This is project was inspired by DataQuest and is an exploration of the Automobile dataset from UC Irvine consisting of car attributes from 1985.


Importing and Cleaning the Data

# The column names are messy. Let's rename them
colnames(cars) <- c(
  "symboling",
  "normalized_losses",
  "make",
  "fuel_type",
  "aspiration",
  "num_doors",
  "body_style",
  "drive_wheels",
  "engine_location",
  "wheel_base",
  "length",
  "width",
  "height",
  "curb_weight",
  "engine_type",
  "num_cylinders",
  "engine_size",
  "fuel_system",
  "bore",
  "stroke",
  "compression_ratio",
  "horsepower",
  "peak_rpm",
  "city_mpg",
  "highway_mpg",
  "price"
)

# Remove non-numerical columns and missing data
cars <- cars %>% 
  select(
    symboling, wheel_base, length, width, height, curb_weight,
    engine_size, bore, stroke, compression_ratio, horsepower,
    peak_rpm, city_mpg, highway_mpg, price
  ) %>% 
  filter(
    stroke != "?",
    bore != "?",
    horsepower != "?",
    peak_rpm != "?",
    price != "?"
  ) %>% 
  mutate(
    stroke = as.numeric(stroke),
    bore = as.numeric(bore),
    horsepower = as.numeric(horsepower),
    peak_rpm = as.numeric(peak_rpm),
    price = as.numeric(price)
  )

# Confirming that each of the columns are numeric
map(cars, typeof)


Examine the Data

# Examining relationships between predictors 
featurePlot(cars, cars$price)

There is a positive relationship between price and the following variables:

These variables appear scattered and have no clear relationship to price:

# Plot distribution of prices
ggplot(cars, aes(x = price)) +
  geom_histogram(color = "red") +
  labs(
    title = "Distribution of prices in cars dataset",
    x = "Price",
    y = "Frequency"
  )

Car prices below $20,000 are reasonably distributed.
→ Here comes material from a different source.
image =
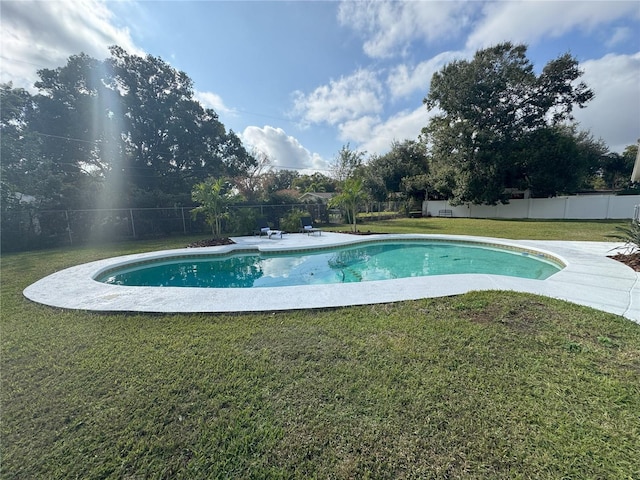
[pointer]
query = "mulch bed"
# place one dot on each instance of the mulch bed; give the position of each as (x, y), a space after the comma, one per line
(211, 242)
The range of prices is $5,118 to $45,400.


Split Testing and Modeling Data

split_indicies <- createDataPartition(cars$price, p = 0.8, list = FALSE)
train_cars <- cars[split_indicies,]
test_cars <- cars[-split_indicies,]


Cross-Validation and Hyperparameter Optimization

The model is tested 5 times on slightly different parts of the data to make sure the model is not just lucky or over-fitting.

# 5-fold cross validation
five_fold_control <- trainControl(method = "cv", number = 5)
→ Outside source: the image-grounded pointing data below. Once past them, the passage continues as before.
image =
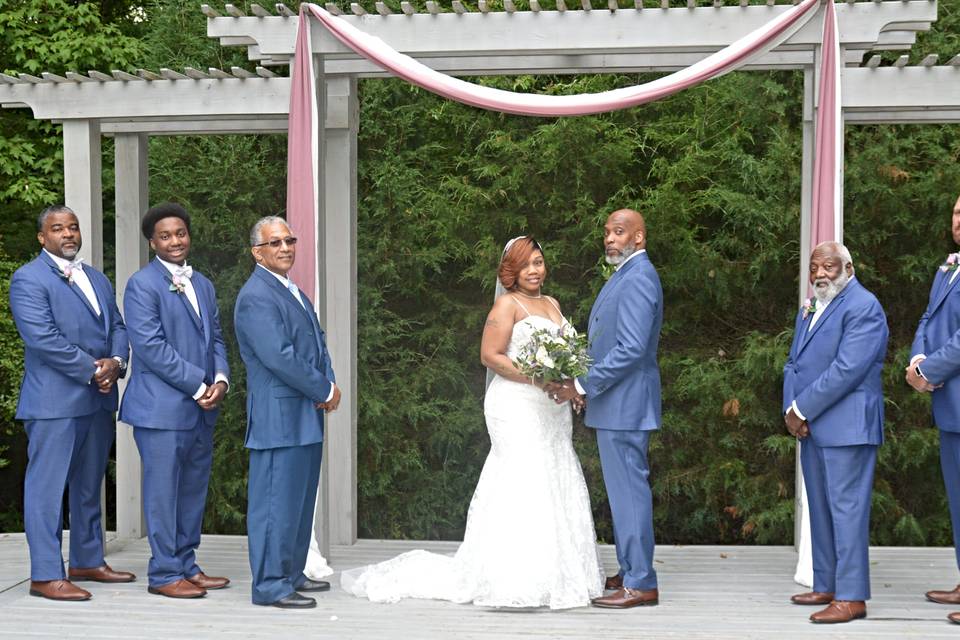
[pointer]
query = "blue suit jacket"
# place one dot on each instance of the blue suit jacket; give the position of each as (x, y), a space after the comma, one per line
(288, 366)
(833, 371)
(62, 337)
(174, 351)
(623, 383)
(938, 337)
# Trying out different values of k (number of neighbors) from 1 to 20 to see which gives the best predictions
tuning_grid <- expand.grid(k = 1:20)


Choosing a Model

Training the K-Nearest Neighbors (KNN) model to:

# creating a model based on all the features
full_model <- train(price ~.,
                    data = train_cars,
                    method = "knn",
                    trContol = five_fold_control,
                    tuneGrid = tuning_grid,
                    preProcess = c("center", "scale"))


Final Model Evaluation

RMSE (Root Mean Squared Error)

Calculates the average magnitude of the errors between predicted and actual values.

R-Squared

Indicates how well a regression model explains the variability in the dependent variable or simply, how much of the variation in the data is explained by the model.

MAE (Mean Absolute Error)

Evaluates the performance of a prediction model by calculating the average magnitude of the absolute differences between predicted and actual values.

predictions <- predict(full_model, newdata = test_cars)
postResample(pred = predictions, obs = test_cars$price)
##         RMSE     Rsquared          MAE 
## 3759.9221475    0.7711353 2280.8888889

RMSE = 2340.44

What does it mean?

On average, the model’s predictions were off by about $2,340. Bigger mistakes carry more weight because the errors are squared before averaging. Lower RMSE = better predictions.

This is not a bad result at all. Our car prices range from $5,118 to $45,400 making this an error of around 5-10% depending on the car.


R-Squared = 0.928

What does it mean?

This is a measure of how well the model explains the variation in car prices.

This model explains about 92.8% of the changes in car prices which is very strong. It’s doing a great job.


MAE = 1677.86

What does it mean?

On average the model’s price predictions are off by about +/- $1,678. MAE is different than RMSE because it treats all errors equally rather than penalizing large mistakes more than small ones.